California’s energy crisis has become more of an energy war, with public comments from all sides taking on distinctly adversarial tones. Gov. Gray Davis’ current strategy is to go after merchant generators in the news media and legislative forums. At the same time the governor has become the Democratic Party point person, attacking the Bush Administration on its energy policy as it relates to the western states and sky-high wholesale natural gas and electricity prices.

The governor’s chief regulator, the state attorney general and Democratic legislative leaders are attacking power generators for allegedly holding back power production and taking plants off line to create power alerts, which in turn boosted spot market prices, allowing them to collect maximum prices for their megawatts. Although they draw short of alleging collusion among the generators, separate investigations are going forward with results expected in the next 30 days.

Over the weekend, Davis gave the Democratic Party’s national radio address responding to the Bush energy plan released last week. The governor kicked off a door-to-door program for distributing low-energy fluorescent light bulbs, before flying to Chicago where he spent Monday meeting with city officials to learn how they handled a rash of blackouts in 1999.

Based on California’s experience over the past 12 months, the impact of rolling blackouts is getting worse, California Public Utilities Commission member Carl Wood said Monday as he outlined a new statewide program to allow business and industrial customers to apply for power curtailment-exemptions based solely on adverse public health and safety concerns. Companies must apply by June 1. The CPUC expects to make its final determination by Aug. 2.

Wood said that historically California experienced almost no blackouts, but because of market manipulation by merchant generators, they are now all too frequent, and he expects it to continue throughout the summer.

“There is available capacity at certain times that simply doesn’t come on line because it is being held back to tighten up the market, resulting in higher prices,” Wood said. “Sometimes this results in tripping us into rolling blackouts, perhaps without the intent of the generators who are acting in their own economic self-interest. This wasn’t possible under regulation.

“The economic consequences of blackouts are not commonly understood,” said Wood, noting that certain industrial processes can be knocked out for days by a one-hour blackout. In the exemption program, however, the focus is strictly on public health and safety, not purely economic impact, although refiners are making a strong bid in proposed state legislation to get exemptions. The state energy commission also is requesting that the CPUC program exempt refiners and ancillary operations. A Silicon Valley engineering consulting firm, Exponent, using multi-disciplinary team headed by a nationally recognized public health expert, will assist the state in compiling the exemptions.

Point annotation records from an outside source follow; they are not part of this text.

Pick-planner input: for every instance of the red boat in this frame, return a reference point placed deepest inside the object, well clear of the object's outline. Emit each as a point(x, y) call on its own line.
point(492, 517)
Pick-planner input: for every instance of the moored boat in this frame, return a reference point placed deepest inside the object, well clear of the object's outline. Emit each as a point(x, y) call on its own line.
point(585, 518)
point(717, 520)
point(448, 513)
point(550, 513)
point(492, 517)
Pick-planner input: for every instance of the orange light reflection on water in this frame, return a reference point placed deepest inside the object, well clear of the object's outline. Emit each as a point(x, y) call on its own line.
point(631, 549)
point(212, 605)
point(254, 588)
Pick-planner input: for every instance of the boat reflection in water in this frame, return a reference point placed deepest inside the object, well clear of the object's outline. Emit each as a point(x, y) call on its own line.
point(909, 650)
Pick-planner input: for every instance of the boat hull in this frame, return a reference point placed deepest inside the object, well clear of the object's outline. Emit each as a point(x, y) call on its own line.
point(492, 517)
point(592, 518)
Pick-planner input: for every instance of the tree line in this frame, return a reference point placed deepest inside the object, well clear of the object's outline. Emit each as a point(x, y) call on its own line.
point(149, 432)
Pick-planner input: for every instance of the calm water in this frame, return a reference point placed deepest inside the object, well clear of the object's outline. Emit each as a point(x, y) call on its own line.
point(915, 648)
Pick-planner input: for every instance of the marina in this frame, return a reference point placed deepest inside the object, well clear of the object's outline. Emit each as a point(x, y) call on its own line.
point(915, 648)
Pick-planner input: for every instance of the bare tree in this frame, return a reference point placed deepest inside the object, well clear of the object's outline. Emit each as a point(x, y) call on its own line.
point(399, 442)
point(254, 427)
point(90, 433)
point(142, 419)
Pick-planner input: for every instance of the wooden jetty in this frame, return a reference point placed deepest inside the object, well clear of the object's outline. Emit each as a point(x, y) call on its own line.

And in another forum late last Friday, a federal bankruptcy judge in San Francisco rejected the notion that a ratepayers’ committee was needed in the Pacific Gas and Electric Chapter 11 reorganization proceedings, in effect, siding with arguments made by the utility. Davis and consumer advocates reacted angrily to the judge’s decision, noting that is why bankruptcy for utilities is not a good deal for consumers, only for creditors.